Hamish MacCunn was arguably the brightest shooting star in the first four years of London’s Royal College of Music.  Coming from a musical family – his father was amateur cellist and his mother a former piano pupil of Sterndale Bennett – MacCunn entered the RCM on an Open Scholarship on its foundation in 1883 and quickly attracted public as well as institutional notice. An overture, Cior Mhor, first performed by the College Orchestra, was repeated under August Manns at the Crystal Palace on 27 October 1885 and thereafter powerful support was given to the young composer by figures as influential as Manns, Henschel, Grove and Parry (respectively his Director and Composition Professor at the College).

Opening doors and increasing professional opportunities induced what might with hindsight be called over-confidence; in April 1887, against the advice of his professors, MacCunn left the College.
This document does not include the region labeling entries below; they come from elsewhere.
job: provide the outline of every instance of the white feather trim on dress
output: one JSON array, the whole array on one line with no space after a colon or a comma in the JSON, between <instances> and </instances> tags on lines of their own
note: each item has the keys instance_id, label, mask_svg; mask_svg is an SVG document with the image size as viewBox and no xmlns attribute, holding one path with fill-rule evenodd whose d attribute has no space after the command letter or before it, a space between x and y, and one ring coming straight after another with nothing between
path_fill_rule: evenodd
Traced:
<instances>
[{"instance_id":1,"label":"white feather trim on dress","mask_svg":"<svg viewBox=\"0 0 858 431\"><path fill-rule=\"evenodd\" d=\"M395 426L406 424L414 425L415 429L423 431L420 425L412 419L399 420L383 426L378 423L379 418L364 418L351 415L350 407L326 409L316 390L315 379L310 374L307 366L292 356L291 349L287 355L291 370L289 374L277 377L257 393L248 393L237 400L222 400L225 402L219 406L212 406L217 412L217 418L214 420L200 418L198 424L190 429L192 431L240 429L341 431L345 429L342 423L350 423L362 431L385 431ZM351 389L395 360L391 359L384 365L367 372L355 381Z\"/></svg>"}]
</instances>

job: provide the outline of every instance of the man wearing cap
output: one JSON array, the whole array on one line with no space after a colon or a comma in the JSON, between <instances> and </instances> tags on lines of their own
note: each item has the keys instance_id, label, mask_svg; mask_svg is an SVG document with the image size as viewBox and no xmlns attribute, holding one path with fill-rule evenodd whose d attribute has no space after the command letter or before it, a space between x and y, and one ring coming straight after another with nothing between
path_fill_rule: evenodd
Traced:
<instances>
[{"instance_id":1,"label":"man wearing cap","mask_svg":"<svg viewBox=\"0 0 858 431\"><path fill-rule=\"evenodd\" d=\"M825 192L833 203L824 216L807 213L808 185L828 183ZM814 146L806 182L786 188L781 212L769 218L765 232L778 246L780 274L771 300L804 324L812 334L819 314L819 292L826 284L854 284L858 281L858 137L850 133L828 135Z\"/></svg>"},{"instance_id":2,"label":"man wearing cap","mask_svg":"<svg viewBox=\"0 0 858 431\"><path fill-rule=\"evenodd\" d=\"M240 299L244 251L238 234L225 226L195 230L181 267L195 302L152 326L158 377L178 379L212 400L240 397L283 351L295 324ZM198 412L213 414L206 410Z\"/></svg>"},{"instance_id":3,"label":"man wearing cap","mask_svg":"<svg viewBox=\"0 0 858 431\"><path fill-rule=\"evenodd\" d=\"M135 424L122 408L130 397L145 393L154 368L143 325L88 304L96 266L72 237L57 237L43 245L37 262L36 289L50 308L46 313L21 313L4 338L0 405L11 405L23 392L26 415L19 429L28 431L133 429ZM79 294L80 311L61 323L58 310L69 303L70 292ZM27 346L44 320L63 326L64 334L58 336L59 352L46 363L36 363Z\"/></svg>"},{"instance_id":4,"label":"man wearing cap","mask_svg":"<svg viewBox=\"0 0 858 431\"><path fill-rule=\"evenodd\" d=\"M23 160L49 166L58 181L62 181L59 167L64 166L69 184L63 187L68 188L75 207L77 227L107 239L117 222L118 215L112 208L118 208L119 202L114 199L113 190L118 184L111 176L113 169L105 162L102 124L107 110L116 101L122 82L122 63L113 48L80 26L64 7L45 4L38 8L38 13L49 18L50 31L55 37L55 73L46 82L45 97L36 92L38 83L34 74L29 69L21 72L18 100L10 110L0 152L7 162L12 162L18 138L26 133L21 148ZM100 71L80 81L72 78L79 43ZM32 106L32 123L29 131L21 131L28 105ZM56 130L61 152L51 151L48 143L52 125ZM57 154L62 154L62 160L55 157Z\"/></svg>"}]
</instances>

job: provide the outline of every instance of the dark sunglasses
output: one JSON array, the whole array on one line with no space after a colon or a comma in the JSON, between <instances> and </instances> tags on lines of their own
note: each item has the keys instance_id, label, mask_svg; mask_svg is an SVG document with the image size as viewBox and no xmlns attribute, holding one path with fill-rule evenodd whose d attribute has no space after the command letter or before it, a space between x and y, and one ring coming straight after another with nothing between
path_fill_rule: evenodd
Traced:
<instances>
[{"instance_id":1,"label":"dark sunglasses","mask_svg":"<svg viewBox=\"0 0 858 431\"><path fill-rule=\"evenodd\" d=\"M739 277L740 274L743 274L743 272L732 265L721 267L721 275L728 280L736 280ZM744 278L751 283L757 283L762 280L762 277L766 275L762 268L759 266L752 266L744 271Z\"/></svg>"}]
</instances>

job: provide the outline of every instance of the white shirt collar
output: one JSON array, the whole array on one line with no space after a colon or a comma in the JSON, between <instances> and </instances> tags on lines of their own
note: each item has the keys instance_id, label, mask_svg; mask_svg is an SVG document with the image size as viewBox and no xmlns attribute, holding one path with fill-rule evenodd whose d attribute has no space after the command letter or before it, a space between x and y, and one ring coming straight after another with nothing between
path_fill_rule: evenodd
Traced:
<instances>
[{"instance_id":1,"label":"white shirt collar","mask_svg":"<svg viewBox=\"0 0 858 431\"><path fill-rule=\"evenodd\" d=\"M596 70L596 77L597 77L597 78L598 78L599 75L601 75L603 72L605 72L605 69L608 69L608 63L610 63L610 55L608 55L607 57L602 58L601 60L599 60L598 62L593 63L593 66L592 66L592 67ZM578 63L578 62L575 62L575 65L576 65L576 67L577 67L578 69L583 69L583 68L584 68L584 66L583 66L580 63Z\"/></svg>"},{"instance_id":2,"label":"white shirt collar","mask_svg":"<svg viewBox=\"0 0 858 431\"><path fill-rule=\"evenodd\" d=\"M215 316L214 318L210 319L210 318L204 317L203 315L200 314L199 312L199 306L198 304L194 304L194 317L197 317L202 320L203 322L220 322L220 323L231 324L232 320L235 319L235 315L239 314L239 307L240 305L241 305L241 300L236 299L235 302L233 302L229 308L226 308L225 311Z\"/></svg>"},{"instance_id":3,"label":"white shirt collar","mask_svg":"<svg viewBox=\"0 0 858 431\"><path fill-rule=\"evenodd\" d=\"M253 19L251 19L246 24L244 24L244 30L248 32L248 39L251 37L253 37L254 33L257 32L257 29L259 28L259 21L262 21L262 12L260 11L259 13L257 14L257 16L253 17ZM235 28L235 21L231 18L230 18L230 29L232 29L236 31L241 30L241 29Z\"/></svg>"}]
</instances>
As he later wrote, “I held my scholarship at the RCM for four years and then, having already received some encouragement from the public, ‘pushed off’ into the stream ‘on my own'”.  He had already joined a wider artistic circle, notably through friendship with the distinguished Scottish painter John Pettie (1839-1893), in whose capacious Hampstead studio he conducted orchestral concerts in 1888; in 1889 he married Pettie’s daughter Alison.

Manns’s patronage led to a series of Crystal Palace premieres of orchestral and choral works written during MacCunn’s last years at the RCM and shortly afterwards.  Critical response to the first of these, The Land of the Mountain and the Flood, a concert overture taking its title from Scott’s Lay of the Last Minstrel referred to the work’s ‘strength and felicity of expression’, to bold conception and brilliant scoring and to its being ‘the most promising maiden effort by a British-born musician we have heard for some time’.  The piece has never quite fallen out of the British repertoire and received a new lease-of-life in the 1970s as signature tune to to the popular TV series Sutherland’s Law.  Two more orchestral ‘ballads’ followed and four cantatas to Scottish texts.  Writing of the first of these, Lord Ullin’s Daughter, in March 1888, the Musical Times referred to the music’s ‘distinct Highland character, which largely augments its poetical colouring and earns . . . the attention which the work of genius should excite’.

A commission from the Glasgow Choral Union resulted in MacCunn’s most substantial work to date – an actual setting of The Lay of the Last Minstrel.  However in a fourth Scottish cantata in 1890 his attractively individual style was thought by some to be losing its freshness.

Two prestigious commissions from the Carl Rosa Opera Company were to occupy MacCunn for much of the 1890s.  Jeanie Deans (after Scott’s The Heart of Midlothian) was premiered at Edinburg’s Lyceum Theatre in 1894 and Diarmid (to a libretto by Queen Victoria’s son-in-law the Marquis of Lorne) at Covent Garden in 1897.  Both were well received at the time, Diarmid in particular benefitting from a spectacular production.  More recently they have been described respectively as ‘the finest serious opera of the late Victorian period’ and ‘a staggering piece of work for a British composer of only twenty-nine writing in 1897’.

Yet sadly these were to be MacCunn’s last major works.  Apart from one further cantata and a light opera, his later compositions are confined to occasional works, salon pieces and songs.  (Of the latter however he wrote more than 100 examples, some of which are of haunting beauty and deserve to be much more widely known.)  After conducting the premiere of Diarmid he worked extensively as an opera conductor for the Carl Rosa, Moody-Manners and Beecham Opera companies and succeeded Sullivan at the Savoy Theatre.  His conducting repertoire ranged widely from SiegfriedTristan and Elektra to the premiere of Edward German’s Merrie England and the English premiere of A Waltz Dream by Oscar Straus.  He also held teaching posts successively at the Royal Academy of Music, Hampstead Conservatoire and Guildhall School of Music & Drama.

After a long and distressing illness MacCunn died at his home in St John’s Wood one hundred years ago this month.  He is buried in Hampstead Cemetery.  Further information on his life and works can be obtained from Jennifer L. Oates : Hamish MacCunn (1868-1916), A Musical Life (Ashgate, 2014), to which we are indebted for many of the facts quoted here.